De kosten van de derde taxatie worden gelijkelijk verdeeld tussen erfpachter en hoogheemraadschap.
Om vervolgens tot de uiteindelijke aanvangscanon te komen moet de vastgestelde grondwaarde worden vermenigvuldigd met het canonpercentage. Gezien het feit dat de uitgifte in erfpacht als een investering in grond kan worden opgevat, wordt voor wat betreft het canonpercentage aansluiting gezocht bij de fictieve rendementsmaatstaf zoals gehanteerd door de belastingdienst.
Indien de aanvangscanon is vastgesteld op de hierboven geschetste wijze, kan men stellen dat men een reële vergoeding ontvangt voor het gebruik van de grond.

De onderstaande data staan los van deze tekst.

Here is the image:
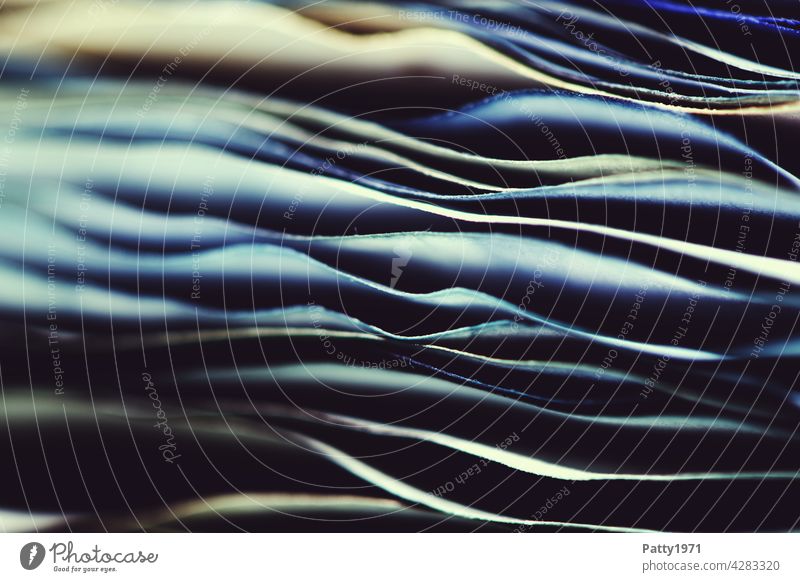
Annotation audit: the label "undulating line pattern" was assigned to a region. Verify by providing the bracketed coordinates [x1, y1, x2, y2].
[0, 0, 800, 532]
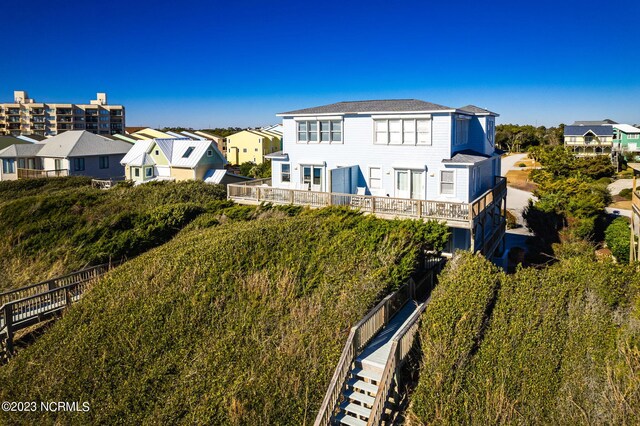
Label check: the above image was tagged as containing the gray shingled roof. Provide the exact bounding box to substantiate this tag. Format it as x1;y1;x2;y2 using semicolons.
38;130;132;158
458;105;498;115
573;118;618;126
564;124;613;136
442;149;491;164
278;99;454;115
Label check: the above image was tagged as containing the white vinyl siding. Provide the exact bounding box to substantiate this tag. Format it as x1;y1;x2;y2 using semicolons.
374;119;431;145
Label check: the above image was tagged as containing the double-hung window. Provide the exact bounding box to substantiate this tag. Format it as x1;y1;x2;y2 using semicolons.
73;158;84;172
369;167;382;189
280;164;291;182
2;158;16;173
373;118;431;145
440;170;455;195
296;120;342;143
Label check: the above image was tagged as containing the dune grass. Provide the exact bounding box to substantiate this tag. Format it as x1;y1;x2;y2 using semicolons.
0;208;447;425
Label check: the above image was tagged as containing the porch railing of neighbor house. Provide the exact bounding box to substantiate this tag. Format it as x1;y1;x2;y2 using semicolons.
18;168;69;179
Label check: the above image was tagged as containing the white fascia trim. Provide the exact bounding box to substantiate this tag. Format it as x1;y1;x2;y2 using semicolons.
276;109;457;118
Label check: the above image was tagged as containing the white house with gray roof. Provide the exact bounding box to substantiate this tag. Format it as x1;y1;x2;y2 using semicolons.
0;130;132;180
230;99;506;253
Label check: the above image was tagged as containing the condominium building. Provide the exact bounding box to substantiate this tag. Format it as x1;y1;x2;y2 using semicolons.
0;90;125;136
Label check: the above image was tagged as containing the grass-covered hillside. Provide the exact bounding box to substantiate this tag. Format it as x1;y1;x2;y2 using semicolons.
0;177;232;291
0;208;446;425
410;248;640;425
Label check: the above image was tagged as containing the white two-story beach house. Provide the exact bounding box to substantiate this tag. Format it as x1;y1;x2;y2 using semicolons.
229;99;506;255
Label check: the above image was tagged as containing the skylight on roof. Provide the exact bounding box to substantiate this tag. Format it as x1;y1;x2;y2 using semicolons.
182;146;196;158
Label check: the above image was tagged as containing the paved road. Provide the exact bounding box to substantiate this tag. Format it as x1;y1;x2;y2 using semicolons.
500;153;529;176
607;179;633;195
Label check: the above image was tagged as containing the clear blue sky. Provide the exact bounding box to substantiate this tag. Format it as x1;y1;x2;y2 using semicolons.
0;0;640;128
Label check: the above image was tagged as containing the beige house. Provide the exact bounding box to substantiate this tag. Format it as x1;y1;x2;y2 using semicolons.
227;130;282;164
121;138;227;182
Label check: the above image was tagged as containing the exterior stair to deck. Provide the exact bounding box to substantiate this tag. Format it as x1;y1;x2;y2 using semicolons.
314;258;443;426
335;301;422;426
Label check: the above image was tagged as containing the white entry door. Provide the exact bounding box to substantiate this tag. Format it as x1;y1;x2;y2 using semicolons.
302;166;324;192
395;170;424;200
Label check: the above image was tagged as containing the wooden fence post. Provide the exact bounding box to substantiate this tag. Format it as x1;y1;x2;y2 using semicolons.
4;303;13;358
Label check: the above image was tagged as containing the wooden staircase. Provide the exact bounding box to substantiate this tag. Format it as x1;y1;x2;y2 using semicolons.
314;258;442;426
0;263;119;361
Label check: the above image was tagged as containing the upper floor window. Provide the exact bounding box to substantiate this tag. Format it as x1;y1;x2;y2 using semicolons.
297;120;342;143
487;118;496;146
440;170;455;195
280;164;291;182
73;158;84;172
373;118;431;145
454;116;471;145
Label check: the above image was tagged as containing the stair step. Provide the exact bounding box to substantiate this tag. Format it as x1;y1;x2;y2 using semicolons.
340;401;371;419
351;368;382;383
343;390;376;406
347;379;378;395
336;413;367;426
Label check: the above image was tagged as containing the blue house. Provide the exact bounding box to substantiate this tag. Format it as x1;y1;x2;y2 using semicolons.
229;99;506;255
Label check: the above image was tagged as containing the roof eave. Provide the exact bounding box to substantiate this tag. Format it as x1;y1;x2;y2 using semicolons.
276;109;457;117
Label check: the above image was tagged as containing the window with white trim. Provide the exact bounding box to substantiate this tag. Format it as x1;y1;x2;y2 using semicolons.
296;120;342;143
369;167;382;189
440;170;455;195
487;118;496;146
373;118;431;145
454;116;471;145
280;164;291;182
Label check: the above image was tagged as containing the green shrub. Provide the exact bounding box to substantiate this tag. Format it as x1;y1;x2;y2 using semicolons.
618;188;633;200
409;248;640;425
0;211;444;425
605;217;631;263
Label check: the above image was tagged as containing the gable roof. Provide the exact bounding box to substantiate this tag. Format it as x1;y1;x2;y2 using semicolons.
458;105;498;116
37;130;131;158
564;124;613;136
120;138;227;169
0;136;31;150
442;149;491;164
276;99;454;116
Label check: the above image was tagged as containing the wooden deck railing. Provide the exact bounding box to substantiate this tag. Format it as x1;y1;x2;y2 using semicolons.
0;263;119;356
91;176;126;189
227;178;488;228
18;168;69;179
314;258;444;426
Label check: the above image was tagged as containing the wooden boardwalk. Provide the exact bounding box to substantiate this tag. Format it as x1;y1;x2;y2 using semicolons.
314;258;443;426
0;264;116;358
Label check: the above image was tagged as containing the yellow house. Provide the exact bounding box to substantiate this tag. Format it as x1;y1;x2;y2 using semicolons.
121;138;227;182
227;130;282;164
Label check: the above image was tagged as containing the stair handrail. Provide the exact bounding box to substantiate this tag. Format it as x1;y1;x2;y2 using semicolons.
313;272;426;426
367;298;431;426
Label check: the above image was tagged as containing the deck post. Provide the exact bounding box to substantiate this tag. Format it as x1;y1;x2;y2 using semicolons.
4;303;13;358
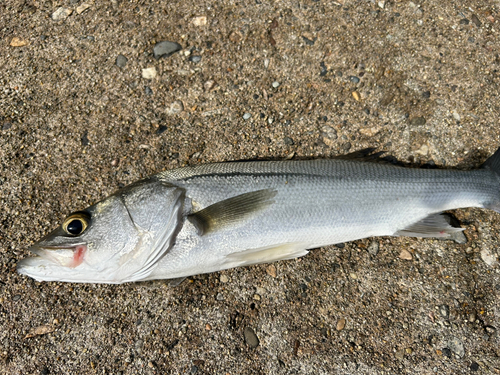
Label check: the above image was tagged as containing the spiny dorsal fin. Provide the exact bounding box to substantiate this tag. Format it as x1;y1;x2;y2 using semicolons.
393;213;465;243
188;189;278;236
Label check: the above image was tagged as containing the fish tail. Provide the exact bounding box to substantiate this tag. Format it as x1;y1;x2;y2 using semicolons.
481;148;500;212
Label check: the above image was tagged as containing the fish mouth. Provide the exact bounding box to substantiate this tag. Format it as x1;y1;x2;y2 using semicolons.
23;243;87;268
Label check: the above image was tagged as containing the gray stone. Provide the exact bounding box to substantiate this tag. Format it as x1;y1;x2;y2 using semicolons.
51;7;73;21
410;117;427;126
189;55;201;64
368;240;380;256
243;327;259;349
153;40;182;59
448;337;465;358
115;55;128;68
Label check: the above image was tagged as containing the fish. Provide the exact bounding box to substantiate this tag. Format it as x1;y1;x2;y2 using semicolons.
17;148;500;284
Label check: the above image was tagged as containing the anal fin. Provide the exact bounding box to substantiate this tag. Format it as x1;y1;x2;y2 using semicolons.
393;213;466;243
166;276;187;287
226;243;308;267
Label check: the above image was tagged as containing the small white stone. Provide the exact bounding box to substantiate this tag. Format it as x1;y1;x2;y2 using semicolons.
192;16;207;26
481;249;498;267
76;3;91;14
142;67;156;79
51;7;73;21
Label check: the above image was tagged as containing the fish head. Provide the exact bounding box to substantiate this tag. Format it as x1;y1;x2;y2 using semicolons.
18;180;184;284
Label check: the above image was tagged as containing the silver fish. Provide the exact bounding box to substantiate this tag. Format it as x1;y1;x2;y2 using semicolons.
18;149;500;284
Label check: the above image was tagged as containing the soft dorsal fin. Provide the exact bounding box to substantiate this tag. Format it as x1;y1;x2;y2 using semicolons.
393;213;465;243
188;189;278;236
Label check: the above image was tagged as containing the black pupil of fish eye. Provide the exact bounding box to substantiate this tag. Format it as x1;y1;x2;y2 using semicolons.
66;219;83;235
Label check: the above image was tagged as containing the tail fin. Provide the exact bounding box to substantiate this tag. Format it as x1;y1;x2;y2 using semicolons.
481;148;500;212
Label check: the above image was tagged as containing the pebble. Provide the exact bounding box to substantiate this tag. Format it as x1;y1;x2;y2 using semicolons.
76;3;91;14
467;311;476;323
302;35;318;46
394;349;405;361
115;55;128;68
243;327;259;349
153;40;182;59
10;36;29;47
443;337;465;358
168;100;184;115
156;125;168;134
410;117;427;126
266;264;278;277
368;241;380;256
359;126;382;137
439;305;450;319
335;318;347;331
191;16;207;26
441;348;451;358
24;325;55;339
399;249;413;260
471;14;482;27
203;79;215;91
481;249;498;267
142;67;156;79
51;7;73;21
189;55;201;64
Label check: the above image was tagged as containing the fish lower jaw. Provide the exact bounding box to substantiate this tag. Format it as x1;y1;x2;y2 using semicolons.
29;244;87;268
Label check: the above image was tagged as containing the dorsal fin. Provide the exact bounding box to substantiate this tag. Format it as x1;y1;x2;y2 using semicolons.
188;189;278;236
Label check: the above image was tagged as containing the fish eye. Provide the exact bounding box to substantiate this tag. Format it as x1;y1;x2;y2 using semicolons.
62;212;90;236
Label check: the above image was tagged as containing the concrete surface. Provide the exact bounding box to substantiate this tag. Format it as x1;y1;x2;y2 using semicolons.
0;0;500;375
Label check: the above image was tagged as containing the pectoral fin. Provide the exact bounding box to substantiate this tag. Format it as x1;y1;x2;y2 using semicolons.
226;243;308;267
394;213;466;243
188;189;277;236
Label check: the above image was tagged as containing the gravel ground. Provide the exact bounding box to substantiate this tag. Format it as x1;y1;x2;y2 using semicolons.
0;0;500;375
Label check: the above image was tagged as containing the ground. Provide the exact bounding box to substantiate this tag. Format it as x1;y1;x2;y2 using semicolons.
0;0;500;375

Het is daarom niet nodig de vergoeding gedurende de looptijd telkenmale op dezelfde wijze vast te stellen, maar men kan de vergoeding simpelweg periodiek aanpassen aan de algemene prijsontwikkeling in Nederland.
De aanvangscanon zal derhalve om de vijf jaar worden aangepast aan de hand van de wijziging van het consumentenprijsindexcijfer zoals gepubliceerd door het Centraal Bureau voor de Statistiek, reeks alle huishoudens.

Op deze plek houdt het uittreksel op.